Mechanical fault detection based on machine learning for robotic RV reducer using electrical current signature analysis: a data-driven approachopen access
- Authors
- Raouf, Izaz; Lee, Hyewon; Kim, Heung Soo
- Issue Date
- Apr-2022
- Publisher
- 한국CDE학회
- Keywords
- prognostics and health management (PHM); rotate vector (RV) reducer fault detection and isolation; motor current signature analysis (MCSA); feature selection; feature optimization; machine learning (ML)
- Citation
- Journal of Computational Design and Engineering, v.9, no.2, pp 417 - 433
- Pages
- 17
- Indexed
- SCIE
SCOPUS
KCI
- Journal Title
- Journal of Computational Design and Engineering
- Volume
- 9
- Number
- 2
- Start Page
- 417
- End Page
- 433
- URI
- https://scholarworks.dongguk.edu/handle/sw.dongguk/3564
- DOI
- 10.1093/jcde/qwac015
- ISSN
- 2288-4300
2288-5048
- Abstract
- Recently, prognostic and health management (PHM) has become a prominent field in modern industry. The rotate vector (RV) reducer is one of the widely used mechanical components in industrial systems, specifically in robots. The RV reducer is known for its unique characteristics of small size, efficient speed transmission, and high torsion. The RV reducer is prone to several kinds of faults, due to its continuous operation in an industrial robot. To keep the operation smooth and steady, timely PHM of the RV reducer has become essential. Previously, the RV reducer fault was diagnosed via various techniques, such as ferrography analysis, vibration analysis, and acoustic emission analysis. However, these conventional techniques have various issues. To resolve those issues, we introduce a novel approach to use the embedded electrical current system for the fault detection of the RV reducer.
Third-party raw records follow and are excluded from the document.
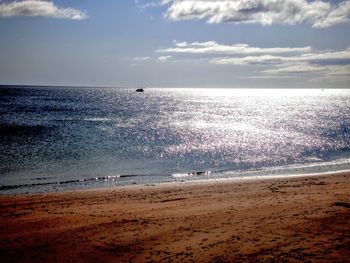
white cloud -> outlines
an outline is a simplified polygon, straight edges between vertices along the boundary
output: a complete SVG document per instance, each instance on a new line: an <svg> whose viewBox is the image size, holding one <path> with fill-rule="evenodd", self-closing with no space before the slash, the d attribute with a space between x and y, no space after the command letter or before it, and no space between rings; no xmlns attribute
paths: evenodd
<svg viewBox="0 0 350 263"><path fill-rule="evenodd" d="M266 65L286 62L313 64L350 64L350 49L343 51L327 51L298 54L294 56L260 55L245 57L224 57L210 60L213 64L221 65Z"/></svg>
<svg viewBox="0 0 350 263"><path fill-rule="evenodd" d="M215 41L173 41L173 47L157 52L173 55L159 57L163 62L172 58L172 61L183 63L200 61L258 69L258 75L254 70L254 75L248 78L291 78L304 74L303 77L315 81L350 81L350 47L344 50L314 50L311 47L261 48L248 44L222 45Z"/></svg>
<svg viewBox="0 0 350 263"><path fill-rule="evenodd" d="M215 41L208 42L177 42L174 41L174 47L160 49L161 53L188 53L188 54L220 54L220 55L246 55L246 54L280 54L292 52L308 52L311 47L274 47L260 48L252 47L247 44L222 45Z"/></svg>
<svg viewBox="0 0 350 263"><path fill-rule="evenodd" d="M160 56L160 57L158 57L158 60L161 62L166 62L171 58L172 58L172 56Z"/></svg>
<svg viewBox="0 0 350 263"><path fill-rule="evenodd" d="M135 61L146 61L151 59L151 57L134 57L133 60Z"/></svg>
<svg viewBox="0 0 350 263"><path fill-rule="evenodd" d="M0 1L0 17L13 16L43 16L73 20L82 20L87 18L87 15L82 11L73 8L60 8L53 2L49 1Z"/></svg>
<svg viewBox="0 0 350 263"><path fill-rule="evenodd" d="M171 20L204 19L208 23L262 25L309 23L324 28L350 23L350 1L307 0L168 0L165 17Z"/></svg>

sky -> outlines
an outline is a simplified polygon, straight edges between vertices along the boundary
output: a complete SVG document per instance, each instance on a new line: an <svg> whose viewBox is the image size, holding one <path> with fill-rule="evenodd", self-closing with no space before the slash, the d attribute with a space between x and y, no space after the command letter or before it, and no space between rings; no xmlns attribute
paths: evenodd
<svg viewBox="0 0 350 263"><path fill-rule="evenodd" d="M350 0L0 0L0 84L349 88Z"/></svg>

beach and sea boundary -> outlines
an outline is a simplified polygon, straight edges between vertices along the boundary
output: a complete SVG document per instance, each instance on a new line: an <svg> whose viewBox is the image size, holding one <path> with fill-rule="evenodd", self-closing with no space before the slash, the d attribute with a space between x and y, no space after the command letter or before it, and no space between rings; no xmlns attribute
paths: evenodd
<svg viewBox="0 0 350 263"><path fill-rule="evenodd" d="M350 173L1 196L2 262L346 262Z"/></svg>

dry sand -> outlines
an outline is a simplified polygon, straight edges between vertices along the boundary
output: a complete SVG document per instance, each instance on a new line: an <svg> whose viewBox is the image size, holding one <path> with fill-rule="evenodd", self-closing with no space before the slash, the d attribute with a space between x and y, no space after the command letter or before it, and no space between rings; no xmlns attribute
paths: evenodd
<svg viewBox="0 0 350 263"><path fill-rule="evenodd" d="M350 174L0 197L1 262L350 260Z"/></svg>

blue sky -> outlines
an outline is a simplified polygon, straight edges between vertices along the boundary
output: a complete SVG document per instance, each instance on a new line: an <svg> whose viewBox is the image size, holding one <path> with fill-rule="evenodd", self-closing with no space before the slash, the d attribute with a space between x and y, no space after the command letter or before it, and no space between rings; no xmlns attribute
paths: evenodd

However, this is quite complicated to investigate mechanical fault using an electrical current signature, since the RV reducer is not an integral part of the electric motor, and finding a fault pattern in faulty components needs thorough examination. We therefore focus on the application of machine learning (ML) for fault classifications. We present an approach for feature extraction, feature selection, and feature reduction using the information obtained from the motor current signature analysis to create an ML-based fault classification system with distinguishable prominent features. Finally, the authenticity of the presented approach is justified via the improved values of evaluating parameters, such as accuracy, specificity, and sensitivity, for ML classifiers.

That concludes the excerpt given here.